W grudniu 2019 roku kierujący samochodem marki Lancia staranował radiowóz, w wyniku czego rannych zostało dwóch policjantów. Z obrażeniami trafili do szpitala gdzie spędzili święta Bożego Narodzenia. Tamto zdarzenie niczego nie nauczyło 27-latka, który ponownie szalał na drodze. Kierując osobowym volkswagenem nie zatrzymał się do kontroli i popełnił szereg wykroczeń. Mężczyzna został zatrzymany po pościgu.

staranował radiowóz
fot. Policja

W środę, 14 października, w Lubieszowie przed godziną 20 policjanci zauważyli osobowego Volkswagena, a w nim młodego mężczyznę, który jechał bez zapiętych pasów bezpieczeństwa. Mundurowi podjęli próbę zatrzymania go do kontroli drogowej. Mimo prób zatrzymania mężczyzna nie zwalniał i zaczął uciekać.

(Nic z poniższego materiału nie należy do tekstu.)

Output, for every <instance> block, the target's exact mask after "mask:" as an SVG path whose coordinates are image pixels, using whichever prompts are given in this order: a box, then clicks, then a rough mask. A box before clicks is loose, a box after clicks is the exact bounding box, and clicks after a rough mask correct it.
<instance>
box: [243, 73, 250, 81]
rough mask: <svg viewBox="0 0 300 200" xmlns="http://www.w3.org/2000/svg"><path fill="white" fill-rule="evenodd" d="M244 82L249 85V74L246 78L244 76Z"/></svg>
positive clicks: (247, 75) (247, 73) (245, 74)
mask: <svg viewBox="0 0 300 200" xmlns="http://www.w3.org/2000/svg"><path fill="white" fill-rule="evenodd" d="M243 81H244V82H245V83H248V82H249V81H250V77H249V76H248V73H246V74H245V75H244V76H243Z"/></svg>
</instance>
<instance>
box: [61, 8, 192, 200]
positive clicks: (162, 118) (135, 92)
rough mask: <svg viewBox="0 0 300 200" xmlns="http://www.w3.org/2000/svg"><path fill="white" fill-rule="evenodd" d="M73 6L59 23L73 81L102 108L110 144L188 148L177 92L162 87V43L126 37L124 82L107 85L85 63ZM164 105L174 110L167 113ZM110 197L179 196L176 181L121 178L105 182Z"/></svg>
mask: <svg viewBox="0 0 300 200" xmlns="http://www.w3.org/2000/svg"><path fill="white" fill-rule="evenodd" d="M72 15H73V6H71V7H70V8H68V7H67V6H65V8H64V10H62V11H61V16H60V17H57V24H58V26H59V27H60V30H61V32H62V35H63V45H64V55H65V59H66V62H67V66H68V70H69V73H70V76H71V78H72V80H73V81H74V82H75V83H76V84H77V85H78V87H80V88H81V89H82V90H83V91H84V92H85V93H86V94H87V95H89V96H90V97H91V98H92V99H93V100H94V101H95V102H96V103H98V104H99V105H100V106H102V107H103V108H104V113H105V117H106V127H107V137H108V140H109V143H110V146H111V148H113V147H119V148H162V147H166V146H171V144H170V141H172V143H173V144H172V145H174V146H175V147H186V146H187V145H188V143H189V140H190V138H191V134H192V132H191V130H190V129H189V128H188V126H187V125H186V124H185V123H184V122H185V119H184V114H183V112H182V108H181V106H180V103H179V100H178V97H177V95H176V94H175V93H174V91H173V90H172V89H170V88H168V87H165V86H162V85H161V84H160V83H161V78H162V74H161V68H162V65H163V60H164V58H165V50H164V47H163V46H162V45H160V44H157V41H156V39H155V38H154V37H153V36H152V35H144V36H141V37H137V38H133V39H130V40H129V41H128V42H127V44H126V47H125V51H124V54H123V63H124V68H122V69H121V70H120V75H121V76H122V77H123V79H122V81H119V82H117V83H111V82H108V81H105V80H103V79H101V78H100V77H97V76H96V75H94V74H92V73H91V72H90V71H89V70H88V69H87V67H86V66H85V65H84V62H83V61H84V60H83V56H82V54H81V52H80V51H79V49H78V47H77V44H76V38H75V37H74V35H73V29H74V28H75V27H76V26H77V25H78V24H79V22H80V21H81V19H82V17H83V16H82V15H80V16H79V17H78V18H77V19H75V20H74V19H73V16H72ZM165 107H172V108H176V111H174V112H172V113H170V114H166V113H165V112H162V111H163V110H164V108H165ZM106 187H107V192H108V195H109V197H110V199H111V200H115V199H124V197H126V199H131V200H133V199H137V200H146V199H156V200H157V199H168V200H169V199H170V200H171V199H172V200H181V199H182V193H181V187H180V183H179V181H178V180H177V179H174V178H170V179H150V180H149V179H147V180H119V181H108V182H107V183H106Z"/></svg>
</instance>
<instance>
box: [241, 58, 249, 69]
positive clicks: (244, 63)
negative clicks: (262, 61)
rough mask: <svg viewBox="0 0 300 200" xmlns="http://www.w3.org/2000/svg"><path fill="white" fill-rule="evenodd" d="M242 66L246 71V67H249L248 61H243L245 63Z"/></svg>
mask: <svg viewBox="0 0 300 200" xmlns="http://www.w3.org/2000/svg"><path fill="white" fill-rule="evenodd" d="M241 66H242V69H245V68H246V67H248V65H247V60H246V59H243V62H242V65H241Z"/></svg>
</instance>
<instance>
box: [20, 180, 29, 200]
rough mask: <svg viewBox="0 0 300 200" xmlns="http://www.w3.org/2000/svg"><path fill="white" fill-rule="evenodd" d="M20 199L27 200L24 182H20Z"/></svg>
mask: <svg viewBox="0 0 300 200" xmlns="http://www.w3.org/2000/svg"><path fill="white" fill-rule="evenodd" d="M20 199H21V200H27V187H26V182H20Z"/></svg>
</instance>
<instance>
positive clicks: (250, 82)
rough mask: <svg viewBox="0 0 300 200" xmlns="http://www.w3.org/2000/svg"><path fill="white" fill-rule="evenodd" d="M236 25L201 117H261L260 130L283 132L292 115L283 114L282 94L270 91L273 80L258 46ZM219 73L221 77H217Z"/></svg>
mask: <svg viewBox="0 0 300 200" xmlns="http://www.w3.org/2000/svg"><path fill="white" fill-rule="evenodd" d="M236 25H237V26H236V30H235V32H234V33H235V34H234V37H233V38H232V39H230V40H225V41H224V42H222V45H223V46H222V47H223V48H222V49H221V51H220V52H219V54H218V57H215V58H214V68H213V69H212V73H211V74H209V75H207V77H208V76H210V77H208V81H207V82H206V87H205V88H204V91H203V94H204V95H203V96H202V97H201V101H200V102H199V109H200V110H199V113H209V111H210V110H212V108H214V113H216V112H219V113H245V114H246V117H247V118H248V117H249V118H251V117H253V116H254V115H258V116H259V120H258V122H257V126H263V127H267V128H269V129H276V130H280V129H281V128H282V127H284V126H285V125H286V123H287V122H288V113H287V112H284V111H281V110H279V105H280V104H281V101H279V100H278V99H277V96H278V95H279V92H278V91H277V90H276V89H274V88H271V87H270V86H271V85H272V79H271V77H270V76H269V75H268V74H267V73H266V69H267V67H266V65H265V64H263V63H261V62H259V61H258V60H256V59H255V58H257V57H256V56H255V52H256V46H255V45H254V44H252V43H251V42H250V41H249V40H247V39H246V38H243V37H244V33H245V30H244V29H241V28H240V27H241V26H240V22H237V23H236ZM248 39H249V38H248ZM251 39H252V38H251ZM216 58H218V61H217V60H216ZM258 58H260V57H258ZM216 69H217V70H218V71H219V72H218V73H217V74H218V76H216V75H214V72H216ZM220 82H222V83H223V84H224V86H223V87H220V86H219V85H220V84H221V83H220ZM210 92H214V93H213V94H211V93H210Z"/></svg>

↓ Kontynuuj czytanie po reklamie ↓

Podczas pościgu kierujący volkswagenem poruszał się od prawej do lewej strony drogi. W pewny momencie funkcjonariusze zauważyli jak kierujący zamienia się miejscami z pasażerem. Po przejechaniu kilku kilometrów policjanci zatrzymali uciekający pojazd. Kierujący od razu poinformował mundurowych, że został „przesunięty” za kierownicę przez swojego znajomego, który siedział na fotelu pasażera.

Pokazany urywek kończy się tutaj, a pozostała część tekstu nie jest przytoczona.